Endogenous TRIM5α seems to be a likely candidate for the antiviral factor saturated by a high dose of HIV-1 particles (Fig. 4A and 4B). To confirm this, we assessed the ability of WT and mutant HIV-1 particles to saturate the intrinsic restriction factor in the presence or absence of functional TRIM5α. The dominant negative effect of an over-expressed TRIM5 mutant lacking SPRY domain 43 was used to suppress the function of cell endogenous TRIM5α. As shown in Fig. 4C, the infection of a recombinant SeV expressing TRIM5 without the SPRY domain caused marked enhancement of HIV-1-L4/5S-GFP virus infection without prior particle treatment (crosses vs. asterisks). This indicates that this dominant negative TRIM5 mutant successfully suppressed the restriction activity of endogenous TRIM5α. Treatment with the WT HIV-1 particles also saturated the restriction factors in the cells infected with the empty vector virus (parental Z strain of SeV), while the additional effect of the dominant negative mutant TRIM5α remained unclear (Fig. 4C left, white vs. black squares). These results suggest that the intrinsic factors saturated by the WT particles were mainly endogenous TRIM5α. In contrast to the effect of the WT particle treatment, the effect of the dominant negative TRIM5 mutant on HIV-1 infection was evident when we used particles with SIVmac L4/5 and L6/7 (Fig. 4C, right, white vs. black diamonds, p = 0.007, paired t test). These findings suggest that the diminished capability of particles with SIVmac L4/5 and L6/7 to saturate restriction factors was mainly due to their loss of interaction with TRIM5α. We, therefore, concluded that the ability of HIV-1 with SIVmac L4/5 and L6/7 to bind to TRIM5α is diminished in LLC-MK2 cells.
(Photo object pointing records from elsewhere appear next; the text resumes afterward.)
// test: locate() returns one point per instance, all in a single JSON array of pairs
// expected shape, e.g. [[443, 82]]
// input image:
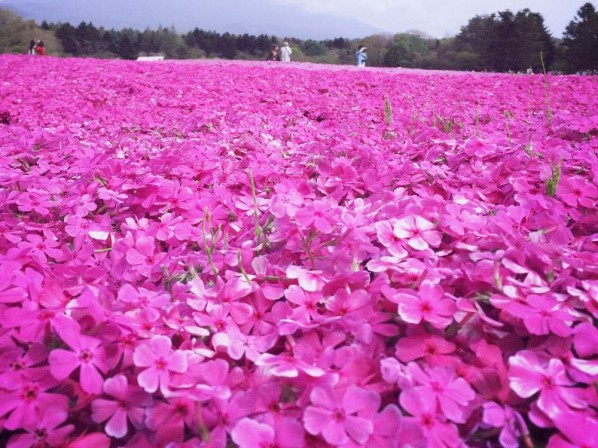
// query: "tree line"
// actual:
[[499, 42]]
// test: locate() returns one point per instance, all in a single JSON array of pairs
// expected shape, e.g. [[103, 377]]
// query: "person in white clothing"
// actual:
[[285, 52]]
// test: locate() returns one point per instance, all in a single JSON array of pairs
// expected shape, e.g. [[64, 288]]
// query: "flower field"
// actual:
[[228, 254]]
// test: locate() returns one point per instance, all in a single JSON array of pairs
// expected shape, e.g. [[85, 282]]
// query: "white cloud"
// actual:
[[439, 17]]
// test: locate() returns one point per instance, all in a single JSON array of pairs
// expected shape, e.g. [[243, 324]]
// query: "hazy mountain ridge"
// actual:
[[256, 17]]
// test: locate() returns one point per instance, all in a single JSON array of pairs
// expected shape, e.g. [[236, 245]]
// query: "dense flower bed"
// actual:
[[232, 254]]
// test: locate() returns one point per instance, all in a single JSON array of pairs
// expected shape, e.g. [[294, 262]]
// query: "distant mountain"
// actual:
[[234, 16]]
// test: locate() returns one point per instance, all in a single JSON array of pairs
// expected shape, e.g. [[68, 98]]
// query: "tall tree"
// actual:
[[581, 39], [507, 41]]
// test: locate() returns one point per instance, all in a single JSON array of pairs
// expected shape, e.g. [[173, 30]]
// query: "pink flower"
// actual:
[[424, 409], [579, 431], [129, 403], [44, 430], [307, 302], [543, 314], [529, 375], [170, 419], [428, 304], [440, 384], [41, 247], [287, 366], [143, 257], [319, 214], [310, 281], [24, 402], [344, 302], [344, 419], [423, 346], [249, 433], [576, 191], [157, 356], [87, 353], [418, 231], [511, 423], [385, 230], [393, 430]]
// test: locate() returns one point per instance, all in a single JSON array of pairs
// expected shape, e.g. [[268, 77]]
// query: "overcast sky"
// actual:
[[440, 18]]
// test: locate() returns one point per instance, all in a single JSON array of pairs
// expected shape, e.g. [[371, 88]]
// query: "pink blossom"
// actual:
[[418, 231], [45, 430], [318, 214], [160, 360], [339, 421], [438, 432], [510, 421], [249, 433], [24, 402], [128, 405], [385, 231], [287, 366], [575, 191], [87, 353], [441, 384], [41, 247], [428, 305], [528, 375]]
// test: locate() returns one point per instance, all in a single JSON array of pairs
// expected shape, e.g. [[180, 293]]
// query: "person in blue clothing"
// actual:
[[361, 55]]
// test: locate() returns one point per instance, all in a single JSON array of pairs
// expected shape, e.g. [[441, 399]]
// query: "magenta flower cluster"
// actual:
[[235, 254]]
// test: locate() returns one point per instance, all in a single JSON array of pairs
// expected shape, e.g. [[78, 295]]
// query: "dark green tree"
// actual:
[[313, 48], [398, 55], [67, 35], [227, 46], [581, 39], [506, 41]]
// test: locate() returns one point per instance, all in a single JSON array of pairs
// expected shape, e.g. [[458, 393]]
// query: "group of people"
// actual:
[[282, 54], [37, 48]]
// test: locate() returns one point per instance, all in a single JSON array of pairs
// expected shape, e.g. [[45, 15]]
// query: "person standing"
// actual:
[[361, 56], [285, 52], [273, 55], [40, 49]]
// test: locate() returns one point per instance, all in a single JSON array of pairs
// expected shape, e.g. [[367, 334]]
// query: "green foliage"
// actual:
[[15, 34], [505, 41], [581, 39], [552, 181], [501, 41], [314, 48]]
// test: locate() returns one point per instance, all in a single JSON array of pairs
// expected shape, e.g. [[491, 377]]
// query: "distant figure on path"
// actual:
[[285, 52], [361, 56], [273, 55], [40, 49]]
To verify the effect of additional replacement of HIV-1 L6/7 with that of SIVmac in primary CM cells, we prepared PBMCs from CM and removed CD8+ cells by means of magnetic beads. The cells were then stimulated for 1 day with 1 μg/ml of PHA-L. NL-DT5R6/7S showed more efficient replication than did the parental NL-DT5R in these cells and reached its peak titer 8 days after infection (Fig. 5A). For prolonged stimulation, CD8-depleted CM PBMCs were first stimulated with 1 μg/ml of PHA-L for 2 days and then with human IL2 100 U/ml for 2 more days. In these cells, NL-DT5R with HIV-1 L6/7 did not grow at all. On the other hand, NL-DT5R with SIVmac L6/7 (NL-DT5R6/7S) grew in CM primary cells in response to prolonged stimulation by PHA and IL-2 to reach titers, similar to those attained in cells with short stimulation, up to 8 days after infection (Fig. 5A and 5B). Furthermore, NL-DT5R6/7S continued to grow to much higher titers and reached its peak titer 16 days after infection; this higher peak may be due to better proliferation of these cells than those cells receiving short term stimulation (Fig. 5B). These results confirmed that the replicative capability of HIV-1 in CM cells was augmented by the additional replacement of L6/7 of CA with the corresponding sequence from SIVmac.